第385話 クリスマスプレゼント


 「ふむん。喜んでくれてるな」


 「やっぱりうちの子は天才ね。ええ、間違いないわ」


 12月24日。

 クリスマスイブと呼ばれる日。


 俺と梓は太陽君とロイとレオが遊んでるのを優しく見守る。


 はいはいを覚えた太陽君の行動範囲は凄まじい。あっちに行ったりこっちに行ったり。それでいて、急に電池が切れたようにその場でスヤスヤと眠り始める。


 床で寝るのはダメだろうと、俺達がベッドに移動させようとするとギャン泣き。俺はこの場所で寝るんだいと、強い意思表示を見せてくる。

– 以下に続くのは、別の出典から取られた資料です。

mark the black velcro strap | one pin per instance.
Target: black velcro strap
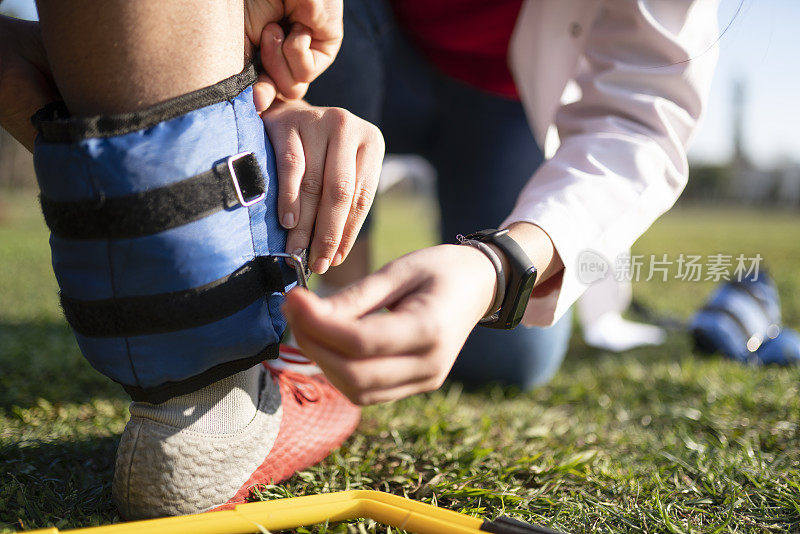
(150, 212)
(179, 310)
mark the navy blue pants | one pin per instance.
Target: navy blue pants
(483, 152)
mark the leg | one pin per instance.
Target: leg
(378, 77)
(208, 420)
(127, 56)
(484, 155)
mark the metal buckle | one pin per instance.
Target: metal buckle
(295, 262)
(235, 181)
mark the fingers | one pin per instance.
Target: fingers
(276, 65)
(339, 182)
(374, 380)
(297, 51)
(314, 147)
(406, 329)
(290, 165)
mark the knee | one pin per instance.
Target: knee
(524, 357)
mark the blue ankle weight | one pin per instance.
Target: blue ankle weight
(165, 269)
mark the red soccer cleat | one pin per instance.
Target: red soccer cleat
(317, 419)
(185, 456)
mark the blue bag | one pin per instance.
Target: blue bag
(742, 320)
(164, 237)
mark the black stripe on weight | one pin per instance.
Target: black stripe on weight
(168, 390)
(179, 310)
(56, 126)
(150, 212)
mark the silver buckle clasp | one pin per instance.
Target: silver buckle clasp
(295, 262)
(235, 180)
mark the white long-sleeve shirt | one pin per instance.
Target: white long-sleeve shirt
(643, 69)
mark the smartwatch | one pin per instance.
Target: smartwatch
(521, 277)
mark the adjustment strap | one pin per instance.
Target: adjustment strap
(178, 310)
(234, 181)
(508, 525)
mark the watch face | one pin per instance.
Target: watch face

 仕方なくその場に転がしてあげると、それで良いとばかりにすぐに泣き止んでまたスヤスヤ。


 仕方なく、今はリビングのほとんどの場所にふかふかの絨毯を敷いて、少しでも負担をなくしてあげるようにしてるくらいだ。


 で、今はロイとレオにクリスマスプレゼントとしてあげたおもちゃで、一人と二匹が仲睦まじく遊んでるいる。


 ロイにはゴムボールを投げて、それを拾ってきたら太陽君がまた投げて。それを拾っての繰り返し。遠い距離には投げられないが、ロイは満足そうである。


 レオとはねこじゃらしみたいなおもちゃを振り回して大格闘。それはもうぶんぶん振り回して、レオを手玉にとってる。


 珍しく梓が親バカを発動するくらいに、一人と二匹で賢く遊んでるのだ。


 まあ、俺もスマホとカメラの二刀流で写真をパシャパシャしまくってるんたが。同じく宇良さんも、母親ーズときゃーきゃー言いながら写真を撮ってる。


 さっきも言ったが、今日はクリスマスイブ。

 夜には去年出来なかった、クリスマス歌配信をやる予定で、宇良さんは当然のように手伝ってくれてるが、デートとかはしないのかな。


 ほら、巴さんとか巴さんとか巴さんとか。


 他所様の恋愛事情には相談されない限り首を突っ込まないようにしてるが、流石にこれだけ長く一緒に居ると、どうしても気になっちゃうよね。


 でも前は、付き合いたいとか、結婚したいとか、そういう願望が今の所ないって言ってたしなぁ。やっぱり首を突っ込まないのが正解なんだろう。


 相性が良さそうに見える二人にくっ付いて欲しいって、思うのは俺のエゴでしかないからね。俺はサッカー選手じゃないから、こんなところでエゴを出してはいけないのだ。


 「……ことー」


 「むっ!?」


 「え!?」


 俺がそんな馬鹿みたいな事を考えてる時だった。ロイとレオと遊んでいた太陽君が、はいはいで宇良さんの元に向かって、ロイのボールを渡す。


 それは良い。

 良いんだが、渡す時になんて言った?

 俺の聞き間違いじゃなかったら『ことー』って。つまり、宇良さんの名前を言ったように聞こえたんだが?


 「う、薄々予想はしてたが…」


 「琴乃に掻っ攫われたわ…」


 太陽君の初めてのお言葉レース。

 ここ最近はそろそろだろうと、毎日のように俺や梓、母親ーズが刷り込みをしてたんだが……。


 どうやら、宇良さんが映えある太陽君初めてのお言葉頂いたで賞を獲得したみたいです。


 宇良さんは嬉しそうにしてるものの、俺達の方を見て申し訳なさそうにもしている。その心遣いがなんとも痛い…。


 ただ、太陽君の躍進はそれでは終わらなかった。


 宇良さんにボールを渡して満足したのか、人を殺せるんじゃないかと思える程のエンジェルスマイルを見せてから、俺達の方へ高速ハイハイ。


 「ぱーぱ」


 「はうっ!」


 太陽君がこれまた素晴らしい笑顔で、俺にレオのおもちゃを渡す。心を射抜かれた俺は、胸を抑えながらもおもちゃを受け取る。


 「まーま」


 「可愛い!」


 そのまま梓に手を伸ばして、抱っこを要求。梓は俺じゃなきゃ見逃しちゃうスピードながらも、物凄く丁寧に太陽君を抱き上げた。


 その後も母親ーズの元に行っては『ばーば』と言って、二人の心もメロメロに。ロイとレオの事は『ろー』と『れー』と呼んで、満足した太陽君はスヤスヤと梓の腕の中で眠りに付いた。


 「……順番なんてどうでも良いな、うんうん」


 「自分の子供に呼んでもらえるのがこんなに嬉しいなんて…」


 残念ながら1番の称号は得られなかったが、呼んでくれたのは本当に嬉しい。大切なのは順番じゃなくて気持ちなのである。


 クリスマスイブに太陽君から素晴らしいプレゼントを頂いちゃったぜ。